Ardından Türkiye’nin lisanssız elektrik üretim serüvenini başlatacak 3 Aralık 2010 tarih, 27774 sayılı Resmî Gazete’de yayınlanan yönetmelik yürürlüğe girdi. 21 Temmuz 2011 tarihli 28001 sayılı Resmi Gazete’de tekrar bir yönetmelik yayınlanarak bir önceki yönetmelik yürürlükten kaldırıldı. Sonra bu yapılanlar da yetmedi. 10 Mart 2012 tarih ve 28229 Sayılı Resmi Gazete’de yayınlanan yönetmelik değişikliğiyle fiili olarak lisanssız elektrik üretim tesisleri süreci başladı. 

Ardından tebliğin de yayınlanmasıyla 2012 yılında ilk lisanssız elektrik üretim tesisi başvuruları yapıldı ve elektrik dağıtım şirketleri tarafından başvuru sahiplerine bağlantı için çağrı mektupları verilmeye başlandı. O dönemde yürürlükteki yönetmelik lisansız tesisler için bağlantı hakkını 500 kW ile ve aynı trafo merkezine 1 adet başvuru ile sınırlandırıyordu. 

Aynı anda lisanslı güneş enerjisi yatırımları için de bir düzenleme yapıldı. 600 MW’lık bir kapasite için lisans yarışması düzenlendi.

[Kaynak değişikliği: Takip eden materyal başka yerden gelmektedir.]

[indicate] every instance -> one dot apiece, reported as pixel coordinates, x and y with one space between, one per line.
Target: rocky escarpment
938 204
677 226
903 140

Bu yarışmalarda MW başına 2,5 Milyon TL’ye varan katkı paylarıyla lisanslar verildi. 10 Mart 2012 tarihinde yürürlüğe giren yönetmelikle lisanssız üretimin önü açılmış oldu. Geride bıraktığımız yaklaşık dört buçuk yıl içinde 7500 MW’lık bir kapasite Anadolu’nun tüm illerinde yatırımcıların kullanımına sunuldu. 

Bu arada 2013 Mart ayında yayınlanan 6446 sayılı yeni Elektrik Piyasası Kanunu ile tüm elektrik piyasası mevzuatı tek bir çatı kanun altında birleştirildi. Ancak Lisanssız Üretim Yönetmeliği’nde son üç senede 3 Ekim 2013, 23 Mart 2016 ve en son 22 Ekim 2016 tarihlerinde olmak üzere üç kez değişiklik yapıldı. 

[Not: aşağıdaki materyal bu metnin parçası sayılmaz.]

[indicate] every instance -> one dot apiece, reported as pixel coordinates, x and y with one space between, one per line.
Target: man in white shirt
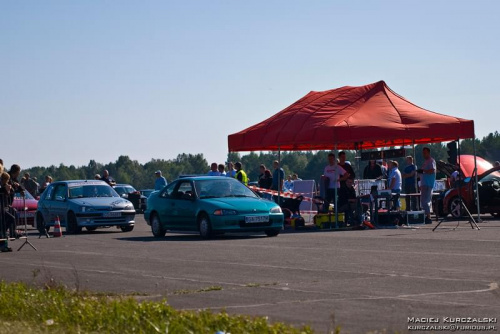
213 170
331 178
394 181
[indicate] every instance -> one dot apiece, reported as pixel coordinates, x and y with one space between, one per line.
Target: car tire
156 226
205 227
127 228
272 233
72 224
454 207
40 224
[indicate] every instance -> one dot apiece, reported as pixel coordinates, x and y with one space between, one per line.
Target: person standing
240 174
346 166
221 170
428 178
160 181
106 178
394 181
213 170
410 184
372 171
332 176
230 170
278 177
288 184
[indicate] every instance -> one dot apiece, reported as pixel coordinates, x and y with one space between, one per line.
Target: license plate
256 219
112 214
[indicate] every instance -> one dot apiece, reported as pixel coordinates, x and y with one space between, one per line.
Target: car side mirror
188 196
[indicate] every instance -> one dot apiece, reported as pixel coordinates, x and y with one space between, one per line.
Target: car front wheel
205 227
455 207
272 233
72 225
156 227
127 228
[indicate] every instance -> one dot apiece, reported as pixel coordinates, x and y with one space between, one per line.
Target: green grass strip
27 309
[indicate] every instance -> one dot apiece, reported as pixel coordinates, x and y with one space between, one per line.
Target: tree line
308 165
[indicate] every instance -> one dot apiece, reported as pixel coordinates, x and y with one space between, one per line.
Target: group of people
339 177
9 186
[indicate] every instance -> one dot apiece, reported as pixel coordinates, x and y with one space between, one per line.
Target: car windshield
218 188
26 194
125 189
494 176
87 191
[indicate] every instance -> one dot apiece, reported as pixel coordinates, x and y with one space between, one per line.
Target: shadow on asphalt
191 237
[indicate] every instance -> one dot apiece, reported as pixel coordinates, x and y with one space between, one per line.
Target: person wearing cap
214 171
394 181
160 181
240 174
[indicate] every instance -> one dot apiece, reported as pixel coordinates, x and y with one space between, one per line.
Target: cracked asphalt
360 280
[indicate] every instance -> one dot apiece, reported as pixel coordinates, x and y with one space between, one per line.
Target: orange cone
57 228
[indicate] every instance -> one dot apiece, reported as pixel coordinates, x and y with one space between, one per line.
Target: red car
31 205
488 187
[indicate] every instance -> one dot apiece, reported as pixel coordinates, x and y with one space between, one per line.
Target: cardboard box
415 217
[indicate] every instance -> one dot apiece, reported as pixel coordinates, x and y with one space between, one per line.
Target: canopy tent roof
363 117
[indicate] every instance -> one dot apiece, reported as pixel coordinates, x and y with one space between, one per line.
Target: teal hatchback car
211 205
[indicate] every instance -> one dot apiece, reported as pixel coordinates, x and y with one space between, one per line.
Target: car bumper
114 218
237 224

Yukarıda saydığımız gelişmelerin ardından bugün geldiğimiz noktada lisanssız elektrik üretim yatırımlarında bambaşka bir görünüm söz konusu. Neredeyse hiç yeni başvuru yapılmıyor. Kaldı ki daha önce yapılmış ve hatta bağlantı görüşü verilmiş yüzlerce proje de durmuş ya da durma noktasına dayanmış, girişimciler ise durumdan yaka silker hale gelmiş vaziyette. 

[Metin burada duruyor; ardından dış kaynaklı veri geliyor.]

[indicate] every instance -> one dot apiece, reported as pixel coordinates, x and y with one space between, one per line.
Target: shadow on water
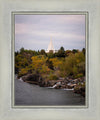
29 94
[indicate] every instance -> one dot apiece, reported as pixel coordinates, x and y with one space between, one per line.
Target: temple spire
50 46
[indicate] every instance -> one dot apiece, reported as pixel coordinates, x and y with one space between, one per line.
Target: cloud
34 32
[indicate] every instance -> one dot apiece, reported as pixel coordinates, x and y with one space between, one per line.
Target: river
29 95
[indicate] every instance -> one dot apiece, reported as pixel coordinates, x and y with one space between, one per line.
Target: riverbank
32 95
78 85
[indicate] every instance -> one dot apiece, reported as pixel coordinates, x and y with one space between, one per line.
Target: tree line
63 63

Peki ne oldu da, devlet bu yılın başlarına kadar çok hızlı ilerleyen lisanssız elektrik yatırımlarına bir nevi “vebalı” muamelesi yapmaya başladı? Bu sorunun cevabına ve haklılığına-haksızlığına dair görüşlerime bir sonraki yazımda yer vermeye çalışacağım. 

Bu arada Enerji Günlüğü’nde güneş enerjisi yatırımlarıyla ilgili yazılarından tanıyacağınız Hasan Yiğit’le de burada kapı komşu olduk. Kendisine de buradan selamlarımı iletiyorum. Önümüzdeki günlerde daha sık görüşeceğimizi umuyorum.